As a teacher I see a large part of my job as dispelling the myths so easily taken on as fact by the naive. ‘Islam is for terrorists,’ ‘Germany started World War One’ and ‘Homosexuality is a disease’ are three examples. It seems though that unceasing belief in baseless myths extends readily to football – and many of us United fans are as guilty as any.
To illustrate my point I invite you to consider the incident that dominated the world’s news in the early part of this week – the actions of one seemingly insane man who shocked millions. Mario Balotelli was through on goal and decided to try a bit of an improvised trick shot. Whatever remarkable feat Super Mario was intending to demonstrate it all ended up a bit David Dunn. The result was his withdrawal from the pitch which descended into a public volatile exchange with his coach.
Twitter basically erupted with some tweeters like myself supporting Balotelli’s right to try the extravagant in a friendly and others supporting Mancini. The response that prompted this blog however was the large number of United fans boasting along the line of ‘if that were Fergie, he’d be gone.’ This is the myth I take issue with – the widespread belief that Ferguson’s rule is absolute and all players tow the line or are shipped out unceremoniously.
Firstly I understand why this idea has gained credence. Depending on your interpretation the departures of Ince, Stam, Beckham, van Nistelrooy and Keane can all be interpreted as Ferguson expunging elements who challenged his authority. You might look further back and highlight the breaking up of the talented yet booze loving squad he inherited from Ron Atkinson in the eighties.
The reality however is that when context is applied it becomes clear that Ferguson’s approach to man-management is entirely subjective. If as is claimed he operates a zero tolerance policy towards those who do not tow the line then the Old Trafford careers of many of the most successful players of the modern era would have been short-lived. Cantona for the red cards and crowd surfing, Keane and Robson for alcohol abuse, Ronaldo and Rooney for disrespecting the club, in fact maybe young Ryan Giggs would have been cast asunder for his love of the Manchester party scene.
In fact it is the treatment of Giggs that sums up Ferguson’s approach. The fallacy that Giggs was led astray by Lee Sharpe may have suited the narrative but by all accounts young Giggs needed no encouragement to take risks in his private life – a characteristic which has returned to haunt him in recent months. Ferguson demonstrated his tolerance was limited by flogging Sharpe yet Giggs was retained because he was the greater talent for the future. Similarly the decision to retain Ronaldo over van Nistelrooy far from being motivated by moral judgment was a cold decision to stand by the club’s future over a player deemed to have already provided his best days at the club.

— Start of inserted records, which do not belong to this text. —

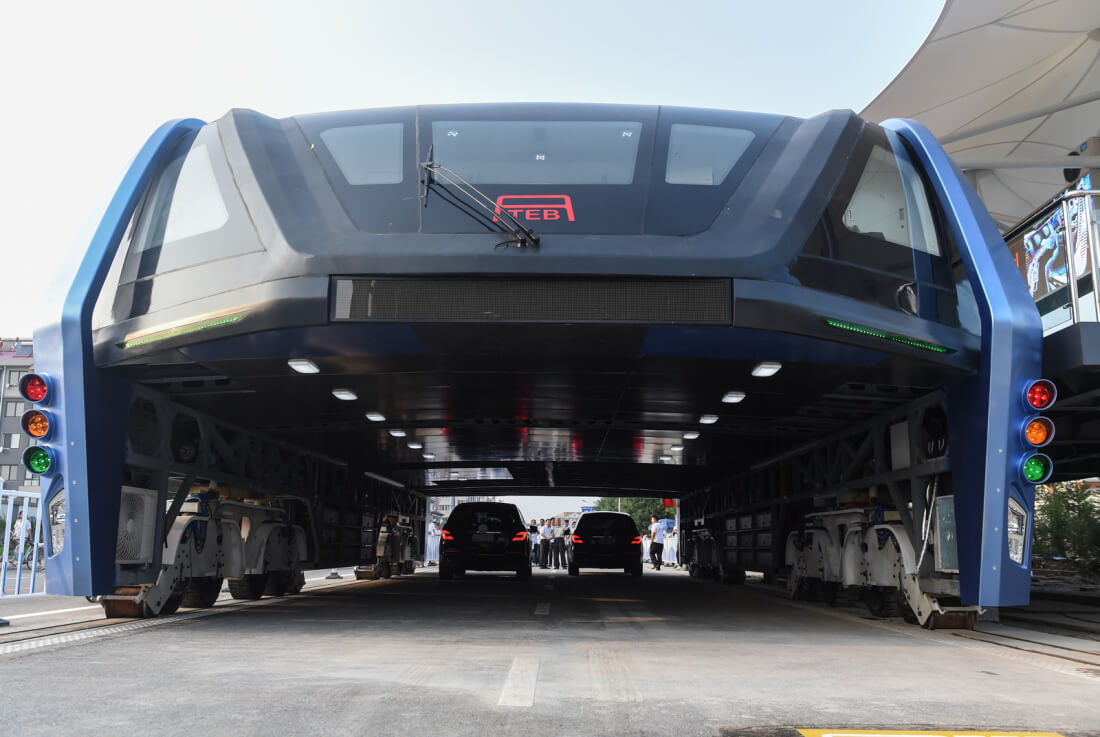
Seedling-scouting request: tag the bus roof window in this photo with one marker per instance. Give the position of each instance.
(488, 152)
(367, 154)
(704, 154)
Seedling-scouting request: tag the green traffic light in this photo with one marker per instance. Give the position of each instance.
(37, 460)
(1036, 469)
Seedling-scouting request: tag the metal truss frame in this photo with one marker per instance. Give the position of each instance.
(857, 458)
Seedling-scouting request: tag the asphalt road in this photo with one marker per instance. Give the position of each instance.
(487, 655)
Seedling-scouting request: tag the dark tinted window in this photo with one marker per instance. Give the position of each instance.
(617, 525)
(495, 518)
(704, 154)
(367, 154)
(538, 152)
(370, 161)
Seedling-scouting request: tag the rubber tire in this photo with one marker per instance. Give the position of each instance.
(169, 606)
(277, 582)
(201, 592)
(249, 586)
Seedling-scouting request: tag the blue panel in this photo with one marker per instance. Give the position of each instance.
(986, 413)
(310, 342)
(749, 344)
(90, 440)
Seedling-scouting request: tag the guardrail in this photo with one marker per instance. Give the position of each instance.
(1057, 251)
(23, 562)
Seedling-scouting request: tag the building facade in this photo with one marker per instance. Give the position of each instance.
(17, 359)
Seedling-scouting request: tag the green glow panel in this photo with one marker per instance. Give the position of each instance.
(185, 329)
(887, 336)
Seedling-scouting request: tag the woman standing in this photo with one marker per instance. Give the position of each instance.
(431, 550)
(670, 551)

The starkest example of all is the fall out from the iconic moment that our French talisman took umbrage with the vocab selection of Matthew Symonds and responded studs first. Although even at the time many felt sympathy – and even admiration – for Eric’s actions the predominant response was rightly one of outrage. The response of the manager was to pursue Cantona as he fled to Paris and do all he could to persuade his star to return.
It is one of the quirks of football that such a high-profile figure continues to be misunderstood. It was notable that when the Sky journalist enquired as to the ‘level of hairdryer’ used at halftime when trailing at Upton Park, the bemused response from Giggs was that the fearsome Fergie had praised their performance and encouraged them to enjoy the game and have faith. To claim Ferguson is an all-powerful dictator is to misunderstand the true gift that has enabled him to achieve such unprecedented success – he is the greatest living exponent of man-management and long may he continue.